Reputation: 31
I am fairly new to python. I am working with a csv file that contains the following
Name, Description, Price
Comp1, comp desc, 60
Comp1, comp desc, 100
Comp1, comp desc, 250
Comp1, comp desc, 90
Comp1, comp desc, 125
Comp1, comp desc, 600
Comp1, comp desc, 395
...
I am trying to read the file, if there are any duplicates (based on name), remove those. Then if the price < 50 remove those. Then add a new column called 'Quality'. then if the price is < 80 set the "quality for that row to "Average" , if the price is < 125 set price to "High".
I am trying to use Pandas for this (I tried using the csv module but could not figure it out after 3 days...)
so far I am able to add a new column. I am not sure how to delete a row if it meets a condition (surprisingly, I could not find anything that matched my criteria in the posts)
I tried the following but I get an error saying "the truth value of a series is ambiguous...
code:
#python 3.6
import pandas as pd
csv_input = pd.read_csv("d:\python programs\chairs.csv")
csv_input["Quality"] = ""
csv_input.loc[csv_input["Price"] > 50 and csv_input["Price"] < 125, "Quality"] = "Average"
csv_input.loc[csv_input["Price"] > 125, "Quality" = "High"]
csv_input.to_csv("d:\python programs\output2.csv", index=False)
print (csv_input.iloc[:, 2])
the last line is just a check that I am working with any help is appreciated.
Thanks
Update: I was able to update the code to get it to do some of what I want, however I still need to understand how to delete rows where price >= 50 (example).
Here is the updated code:
import pandas as pd
csv_input = pd.read_csv("d:\python programs\chairs.csv")
csv_input["Quality"] = ""
'This line set the Quality to average if the value is ,= 125'
csv_input.loc[csv_input["Price"] <= 125, "Quality"] = "Average"
'This line sets the Quality to high if the Price is above 125'
csv_input.loc[csv_input["Price"] > 125, "Quality"] = "High"
'This line writes to an output file'
csv_input.to_csv("d:\python programs\output2.csv", index=False)
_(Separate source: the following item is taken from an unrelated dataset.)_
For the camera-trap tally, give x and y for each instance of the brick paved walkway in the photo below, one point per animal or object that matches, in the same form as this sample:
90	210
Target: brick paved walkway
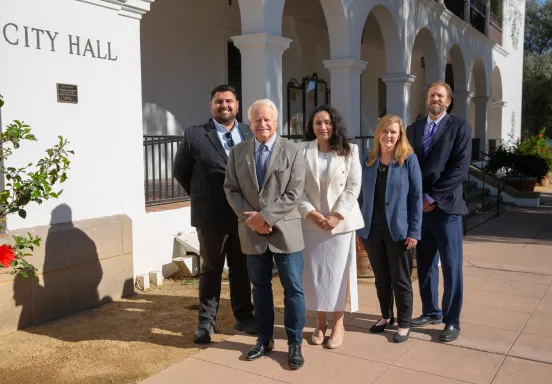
506	332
print (csv_input.iloc[:, 2])
Thanks again for all the comments and the help. I appreciate it.
Upvotes: 2
Views: 688
Reputation: 470
First let's recreate your DF
import pandas as pd
import numpy as np
# Create DF
csv_input = pd.DataFrame({'Name': ['Comp1', 'Comp2', 'Comp3', 'Comp1', 'Comp2', 'Comp3', 'Comp1', 'Comp2', 'Comp3'],
'Description': ['comp desc', 'comp desc', 'comp desc', 'comp desc', 'comp desc', 'comp desc', 'comp desc', 'comp desc', 'comp desc'],
'Price': [60, 30, 180, 100, 150, 160, 170, 200, 80]})
Now here's code you need
# Read File
csv_input = pd.read_csv("d:\python programs\chairs.csv")
# Remove duplicates
csv_input = csv_input.drop_duplicates(subset=['Name'])
# Remove records with price under 50
csv_input = csv_input[csv_input['Price'] >= 50]
# Create Quality Column
csv_input["Quality"] = np.where(csv_input['Price']>125, 'High', 'Average')
# Save to CSV
csv_input.to_csv("d:\python programs\output2.csv", index=False)
Upvotes: 0
Reputation: 3790
Use &
operator instead of and
in indexes, also wrap conditions up in parenthesesif they are separated by some logical operator:
import pandas as pd
csv_input = pd.read_csv("d:\python programs\chairs.csv")
csv_input["Quality"] = ""
csv_input.loc[(csv_input["Price"] > 50) & (csv_input["Price"] < 125), "Quality"] = "Average"
# in the next string '[' just moved to the right place
csv_input.loc[csv_input["Price"] > 125, "Quality"] = "High"
csv_input
Out:
Name Description Price Quality
0 Comp1 comp desc 60 Average
1 Comp1 comp desc 100 Average
2 Comp1 comp desc 250 High
3 Comp1 comp desc 90 Average
4 Comp1 comp desc 125
5 Comp1 comp desc 600 High
6 Comp1 comp desc 395 High
Explanation:
csv_input["Price"] < 125
returns following pd.Series with boolean values:
0 True
1 True
2 False
3 True
4 False
5 False
6 False
In python, and
kwd can't be overloaded, but the &
or other (bitwise) logical operators operator can.
So, (csv_input["Price"] > 50) & (csv_input["Price"] < 125)
returns pd.Series again (more info about indexing):
0 True
1 True
2 False
3 True
4 False
5 False
6 False
This series will be used as boolean mask for the .loc[]
. (Looks the same as the former series because (csv_input["Price"] > 50)
all True
)
If you wish to drop duplicated lines, try pd.DataFrame.drop_duplicates().
Upvotes: 1
Reputation: 917
You can remove the rows by doing,
csv_input = csv_input.loc[csv_input['Price'] > 50]
Upvotes: 0